In mid-December, federal prosecutors charged two postal workers with stealing more than $1 million in business checks. The two worked at postal facilities in Virginia and North Carolina.
But that’s not the whole mail bag on the matter. In a stunning finding by the USPS Office of Inspector General, I.G. Tammy L. Hull writes that “criminal organizations are targeting, recruiting and colluding with postal employees to move narcotics through the postal network and to steal checks – both personal and government-issued checks — credit cards and other valuables from the mail.”
—The Dallas Morning News
Map shows how far Colorado’s wandering wolves spread out in December
DENVER — Colorado’s eight collared wolves in the wild spread out in the northern and northwestern parts of the state in December, according to a monthly tracking map released by Colorado Parks and Wildlife.
At least one wolf crossed back into a watershed that includes Larimer County for the first time since October, according to the map, which shows where wolves traveled between Nov. 26 and Dec. 22. The wolves’ territory also included parts of Lake, Summit, Grand, Eagle, Jackson, Routt, Moffatt, Rio Blanco and Garfield counties.
The wolf or wolves that crossed Interstate 70 for the first time in November remained in the mountains around Leadville, south of the interstate.
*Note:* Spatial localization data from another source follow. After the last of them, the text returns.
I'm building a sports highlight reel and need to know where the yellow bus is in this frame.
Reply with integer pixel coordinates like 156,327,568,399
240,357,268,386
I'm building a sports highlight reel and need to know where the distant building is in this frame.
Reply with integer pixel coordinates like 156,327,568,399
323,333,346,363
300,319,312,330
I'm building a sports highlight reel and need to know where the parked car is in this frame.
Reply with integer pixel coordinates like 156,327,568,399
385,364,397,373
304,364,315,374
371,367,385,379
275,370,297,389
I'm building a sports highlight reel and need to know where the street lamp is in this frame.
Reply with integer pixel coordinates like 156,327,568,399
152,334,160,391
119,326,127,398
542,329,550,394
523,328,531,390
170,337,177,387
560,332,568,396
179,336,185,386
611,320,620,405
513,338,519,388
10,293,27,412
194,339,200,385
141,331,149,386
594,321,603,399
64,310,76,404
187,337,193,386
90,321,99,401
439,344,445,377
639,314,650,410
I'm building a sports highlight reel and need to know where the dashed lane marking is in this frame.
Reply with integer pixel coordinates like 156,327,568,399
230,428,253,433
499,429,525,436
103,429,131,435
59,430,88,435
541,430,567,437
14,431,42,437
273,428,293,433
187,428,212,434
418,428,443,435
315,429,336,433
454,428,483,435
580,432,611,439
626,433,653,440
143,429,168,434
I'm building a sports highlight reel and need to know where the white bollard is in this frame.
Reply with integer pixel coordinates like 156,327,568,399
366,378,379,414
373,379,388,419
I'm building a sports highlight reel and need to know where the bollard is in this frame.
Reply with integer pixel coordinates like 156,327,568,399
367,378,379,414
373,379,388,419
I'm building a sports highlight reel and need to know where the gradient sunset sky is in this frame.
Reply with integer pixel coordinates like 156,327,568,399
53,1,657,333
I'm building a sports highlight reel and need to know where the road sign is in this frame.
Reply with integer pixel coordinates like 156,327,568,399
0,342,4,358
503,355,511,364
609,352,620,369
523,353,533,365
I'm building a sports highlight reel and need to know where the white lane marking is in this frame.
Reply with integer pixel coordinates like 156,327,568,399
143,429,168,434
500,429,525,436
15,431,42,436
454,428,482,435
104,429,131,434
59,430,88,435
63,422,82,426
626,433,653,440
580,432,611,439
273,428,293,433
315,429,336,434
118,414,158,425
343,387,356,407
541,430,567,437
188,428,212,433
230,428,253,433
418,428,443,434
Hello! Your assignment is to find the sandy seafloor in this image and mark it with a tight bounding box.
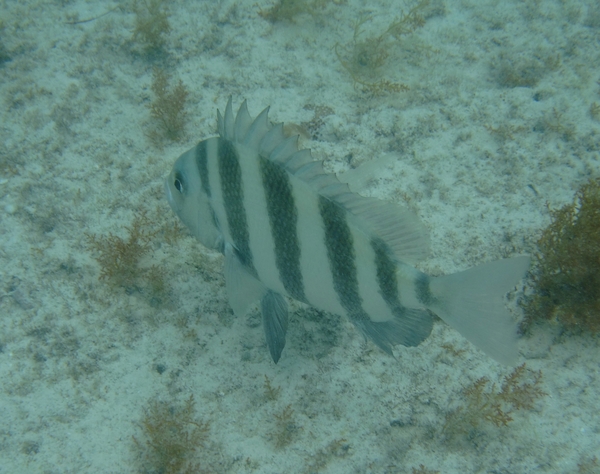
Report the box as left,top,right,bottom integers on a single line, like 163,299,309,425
1,0,599,472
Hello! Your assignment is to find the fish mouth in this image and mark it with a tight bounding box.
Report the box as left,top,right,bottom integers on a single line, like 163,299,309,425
164,177,176,212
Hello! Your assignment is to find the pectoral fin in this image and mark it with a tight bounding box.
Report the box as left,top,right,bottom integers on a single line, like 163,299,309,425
224,243,266,317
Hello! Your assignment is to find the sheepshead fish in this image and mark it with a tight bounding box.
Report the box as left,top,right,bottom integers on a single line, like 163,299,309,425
165,99,529,365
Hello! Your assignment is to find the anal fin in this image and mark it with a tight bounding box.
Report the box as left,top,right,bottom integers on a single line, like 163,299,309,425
354,308,434,355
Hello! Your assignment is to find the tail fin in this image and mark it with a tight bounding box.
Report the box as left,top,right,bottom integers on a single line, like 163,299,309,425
429,256,530,365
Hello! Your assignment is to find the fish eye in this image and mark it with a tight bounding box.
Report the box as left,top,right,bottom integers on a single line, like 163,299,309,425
174,173,184,193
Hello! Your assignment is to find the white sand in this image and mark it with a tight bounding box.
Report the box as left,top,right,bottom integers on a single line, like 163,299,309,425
1,0,599,472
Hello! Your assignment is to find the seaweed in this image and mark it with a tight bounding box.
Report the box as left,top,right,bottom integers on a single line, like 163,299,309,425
21,440,41,455
484,123,528,144
273,404,300,448
132,0,171,54
134,395,210,474
303,438,350,473
493,57,545,88
443,364,545,438
148,68,189,144
86,212,154,288
300,104,335,140
264,375,281,401
522,178,600,333
578,456,598,473
335,0,429,93
86,212,169,304
411,466,439,474
537,107,576,141
440,343,467,358
284,104,335,141
493,52,560,89
259,0,335,23
497,363,545,410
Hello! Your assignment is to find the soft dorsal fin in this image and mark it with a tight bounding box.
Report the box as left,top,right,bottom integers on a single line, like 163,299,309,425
217,98,430,264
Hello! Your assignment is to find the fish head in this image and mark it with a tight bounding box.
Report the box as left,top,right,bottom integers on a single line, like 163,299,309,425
165,142,221,250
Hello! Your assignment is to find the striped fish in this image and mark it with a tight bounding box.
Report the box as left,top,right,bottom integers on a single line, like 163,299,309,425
165,99,529,365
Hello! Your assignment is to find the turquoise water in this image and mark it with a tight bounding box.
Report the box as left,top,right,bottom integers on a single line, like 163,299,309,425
0,0,598,472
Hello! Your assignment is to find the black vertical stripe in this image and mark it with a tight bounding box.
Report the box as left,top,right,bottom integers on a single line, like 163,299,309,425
415,273,435,305
372,237,434,341
260,157,306,302
371,237,401,307
218,138,254,271
195,140,211,197
319,196,366,320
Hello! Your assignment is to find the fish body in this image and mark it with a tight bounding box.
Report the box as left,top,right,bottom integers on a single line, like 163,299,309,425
166,99,529,364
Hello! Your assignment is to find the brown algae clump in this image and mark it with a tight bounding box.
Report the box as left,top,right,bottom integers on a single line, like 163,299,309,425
523,178,600,333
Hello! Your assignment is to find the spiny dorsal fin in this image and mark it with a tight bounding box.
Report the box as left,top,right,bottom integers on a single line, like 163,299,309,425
218,99,429,264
The map also shows that the wolf or wolves that had been living in Garfield County near Rifle and Glenwood Springs last month moved out of that area. The new map comes as Colorado wildlife officials prepare to release up to 15 more wolves as part of the state’s reintroduction program.
—The Denver Post
Trudeau leaves Canada in suspense as anxious Liberals urge him to go
The holiday period is over and Canadian politics is gripped by a single question: When will the country hear from Justin Trudeau?
The prime minister has largely disappeared from public view since Dec. 16, when Chrystia Freeland — his finance minister and once his most powerful ally in cabinet — resigned in devastating fashion, with a public letter that criticized him.
Trudeau spent much of the holidays at a ski resort in western Canada and is not planning any official events or appearances by the end of the week, according to a person familiar with his schedule. He has given no public indication yet of when he’ll announce a decision about his future.
But lawmakers in his Liberal Party keep turning up the pressure on him to quit as the party’s polling numbers slide further. A new survey by Nanos Research, taken in late December, has the Conservative Party extending its lead going into an election year.